Webinar highlights: Recent advances in diagnostics and treatments – from small molecules to cellular therapies
The webinar presented an overview of the pre-clinical milestones, the current status of the global drug pipeline and a description of a number of novel drugs undergoing clinical trials.
A project that progressed from Target Identification through to Drug Approval was illustrated by PCSK9, a novel cardiovascular disease target. Finally, examples of experimental techniques to accelerate, de-risk and identify off-target effects at an early stage in drug discovery were discussed.
During the webinar held on 16 October, Sheraz Gul, Head of Drug Discovery at the Fraunhofer Institute for Molecular Biology and Applied Ecology presented pre-clinical milestones and a novel CVD target.
Pan-assay interference compounds (or PAINs) are an important consideration for in vitro HTS assays because they can lead to false positives. Is this a similar problem for cell-based assays and what can we do to prevent false positives?
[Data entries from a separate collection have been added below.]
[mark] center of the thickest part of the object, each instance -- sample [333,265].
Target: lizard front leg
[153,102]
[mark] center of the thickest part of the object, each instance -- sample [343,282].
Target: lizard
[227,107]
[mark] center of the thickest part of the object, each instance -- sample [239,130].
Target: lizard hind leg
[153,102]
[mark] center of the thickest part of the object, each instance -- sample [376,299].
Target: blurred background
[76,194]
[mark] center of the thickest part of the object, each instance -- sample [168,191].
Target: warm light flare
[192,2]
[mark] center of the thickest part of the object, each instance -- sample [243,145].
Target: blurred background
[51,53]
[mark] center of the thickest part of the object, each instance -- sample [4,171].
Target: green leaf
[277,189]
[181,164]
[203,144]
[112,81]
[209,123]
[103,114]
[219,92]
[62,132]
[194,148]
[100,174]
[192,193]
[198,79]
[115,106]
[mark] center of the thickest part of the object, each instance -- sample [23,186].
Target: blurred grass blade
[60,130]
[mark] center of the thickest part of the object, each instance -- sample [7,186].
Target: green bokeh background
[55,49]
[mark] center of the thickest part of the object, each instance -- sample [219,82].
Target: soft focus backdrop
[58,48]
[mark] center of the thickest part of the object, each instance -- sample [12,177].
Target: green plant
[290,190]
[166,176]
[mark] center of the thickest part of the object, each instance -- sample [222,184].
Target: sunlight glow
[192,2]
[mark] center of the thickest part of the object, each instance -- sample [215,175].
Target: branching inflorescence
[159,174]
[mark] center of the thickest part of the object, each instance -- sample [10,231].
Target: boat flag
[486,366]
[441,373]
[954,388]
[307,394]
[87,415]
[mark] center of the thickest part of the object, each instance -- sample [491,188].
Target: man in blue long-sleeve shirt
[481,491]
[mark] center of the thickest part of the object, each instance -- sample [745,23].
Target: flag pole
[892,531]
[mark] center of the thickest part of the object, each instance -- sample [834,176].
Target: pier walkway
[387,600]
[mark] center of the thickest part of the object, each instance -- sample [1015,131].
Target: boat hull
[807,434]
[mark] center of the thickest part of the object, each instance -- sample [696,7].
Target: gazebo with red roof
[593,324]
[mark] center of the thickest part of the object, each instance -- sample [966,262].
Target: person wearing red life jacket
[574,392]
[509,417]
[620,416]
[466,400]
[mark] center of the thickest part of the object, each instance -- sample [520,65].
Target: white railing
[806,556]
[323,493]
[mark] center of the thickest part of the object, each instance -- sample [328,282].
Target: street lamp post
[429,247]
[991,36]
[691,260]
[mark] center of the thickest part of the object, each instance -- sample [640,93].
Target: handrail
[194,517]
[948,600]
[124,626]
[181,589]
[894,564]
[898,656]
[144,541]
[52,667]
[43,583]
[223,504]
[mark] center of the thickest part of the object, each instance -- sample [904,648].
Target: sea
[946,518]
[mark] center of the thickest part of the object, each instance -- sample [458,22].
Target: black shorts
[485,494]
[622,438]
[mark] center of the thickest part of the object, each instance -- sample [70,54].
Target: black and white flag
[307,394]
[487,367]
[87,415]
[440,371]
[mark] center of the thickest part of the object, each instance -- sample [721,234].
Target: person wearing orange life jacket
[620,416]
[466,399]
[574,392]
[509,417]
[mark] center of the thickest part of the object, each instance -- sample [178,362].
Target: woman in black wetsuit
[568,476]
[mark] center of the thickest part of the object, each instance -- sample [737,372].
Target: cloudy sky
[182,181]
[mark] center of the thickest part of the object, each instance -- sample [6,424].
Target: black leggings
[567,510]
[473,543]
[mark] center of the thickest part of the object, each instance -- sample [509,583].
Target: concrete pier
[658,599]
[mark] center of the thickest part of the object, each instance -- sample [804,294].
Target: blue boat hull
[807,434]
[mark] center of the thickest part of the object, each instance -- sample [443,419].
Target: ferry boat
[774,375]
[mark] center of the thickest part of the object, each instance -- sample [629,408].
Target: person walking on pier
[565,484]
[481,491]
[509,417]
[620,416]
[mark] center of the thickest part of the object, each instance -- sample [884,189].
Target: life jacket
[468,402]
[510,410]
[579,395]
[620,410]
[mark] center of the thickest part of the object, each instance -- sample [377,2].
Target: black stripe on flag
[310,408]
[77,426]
A typical screening campaign that makes use of cell-based assays generally delivers weakly active hits with IC50 in the low micromolar range. A major issue with this is the associated compound mediated cytotoxicity, which might correlate with PAINS. As a consequence, it is necessary to determine to what extent any observation is related to the desired drug target and the undesired off-target effects that could underlie the observation. The experimental work required at this stage to identify the most promising compounds to progress is time consuming. As a minimum, a robust cellular toxicity assay should be used post screening to triage hits. It is noteworthy that many known drugs exhibit cellular toxicity, therefore this type of assay should be used to flag compounds rather than discard them wholesale.
For a new lab getting into the area of cell-based, phenotypic screening, what are the major bottlenecks with setting up the assays and what is the best way to overcome them?
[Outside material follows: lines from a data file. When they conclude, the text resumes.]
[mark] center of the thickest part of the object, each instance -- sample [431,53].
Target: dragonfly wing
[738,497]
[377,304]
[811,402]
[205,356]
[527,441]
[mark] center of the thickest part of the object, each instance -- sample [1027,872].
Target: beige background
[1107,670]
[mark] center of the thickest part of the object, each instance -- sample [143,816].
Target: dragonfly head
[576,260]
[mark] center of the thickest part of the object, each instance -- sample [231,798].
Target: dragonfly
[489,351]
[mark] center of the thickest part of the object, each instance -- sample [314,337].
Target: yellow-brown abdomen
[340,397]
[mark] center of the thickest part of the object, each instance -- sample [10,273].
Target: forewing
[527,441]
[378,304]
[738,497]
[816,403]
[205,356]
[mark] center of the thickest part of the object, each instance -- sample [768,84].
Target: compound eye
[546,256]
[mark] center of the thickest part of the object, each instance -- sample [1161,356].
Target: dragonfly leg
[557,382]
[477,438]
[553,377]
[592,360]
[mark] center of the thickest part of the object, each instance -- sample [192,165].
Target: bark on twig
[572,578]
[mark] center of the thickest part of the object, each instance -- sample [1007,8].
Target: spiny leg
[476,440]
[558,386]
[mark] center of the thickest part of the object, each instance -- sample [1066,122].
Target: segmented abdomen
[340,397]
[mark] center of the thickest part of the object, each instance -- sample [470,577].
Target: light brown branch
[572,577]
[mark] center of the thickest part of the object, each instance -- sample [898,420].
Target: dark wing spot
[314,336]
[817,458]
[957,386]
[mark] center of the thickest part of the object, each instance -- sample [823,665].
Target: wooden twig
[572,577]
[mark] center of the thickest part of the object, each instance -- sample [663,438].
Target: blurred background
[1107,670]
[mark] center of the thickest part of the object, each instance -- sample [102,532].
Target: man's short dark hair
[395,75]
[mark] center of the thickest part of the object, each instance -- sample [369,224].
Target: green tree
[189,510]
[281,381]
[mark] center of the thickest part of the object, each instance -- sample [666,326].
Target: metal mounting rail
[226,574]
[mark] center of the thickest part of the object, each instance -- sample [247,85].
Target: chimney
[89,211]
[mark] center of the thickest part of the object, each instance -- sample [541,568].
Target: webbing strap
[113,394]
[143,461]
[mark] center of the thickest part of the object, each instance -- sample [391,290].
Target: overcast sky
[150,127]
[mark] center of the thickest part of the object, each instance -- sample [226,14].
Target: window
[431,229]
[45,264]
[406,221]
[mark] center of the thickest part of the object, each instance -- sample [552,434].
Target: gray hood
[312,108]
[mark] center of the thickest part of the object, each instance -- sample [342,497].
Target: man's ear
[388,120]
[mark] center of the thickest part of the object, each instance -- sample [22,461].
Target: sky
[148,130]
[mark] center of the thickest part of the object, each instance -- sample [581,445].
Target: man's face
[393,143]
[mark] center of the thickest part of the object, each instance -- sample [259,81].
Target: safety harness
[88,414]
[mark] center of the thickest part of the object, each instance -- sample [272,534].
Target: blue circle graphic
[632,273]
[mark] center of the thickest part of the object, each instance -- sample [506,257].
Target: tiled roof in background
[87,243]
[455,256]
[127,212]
The time taken to develop screening compatible assays and running screening campaigns has reduced considerably. This is due in part to the commercial availability of many fit-for-purpose screening compatible assays for the major drug target classes. For example, more than 20 different such kinase assays are available in the marketplace. Many methods are available to screen assays eg, collaborative or fee-for-service basis. Developing an assay in-house requires suitable hardware and trained scientists who are able to trouble-shoot technical issues that arise during the experimental work.
To what extent do you think ‘open’ drug discovery, and particularly, not patenting early tool compounds, aids the tractability assessment of new drug targets?
The term “open drug discovery” was coined some time ago and many such initiatives have been created to enable collaboration and accelerate drug discovery. One of the largest such projects is the Innovative Medicines Initiative (IMI), which is a partnership between the European Union and the European pharmaceutical industry. It facilitates open collaboration to advance healthcare needs including drug discovery and accelerating patient access to personalised medicines. The IMI projects involve key players of healthcare research such as universities, research centres, the pharmaceutical and other industries, small and medium-sized enterprises (SMEs), patient organisations, and medicines regulators. It is clear from the scale of the IMI and its achievements, “open drug discovery” will continue and adapt.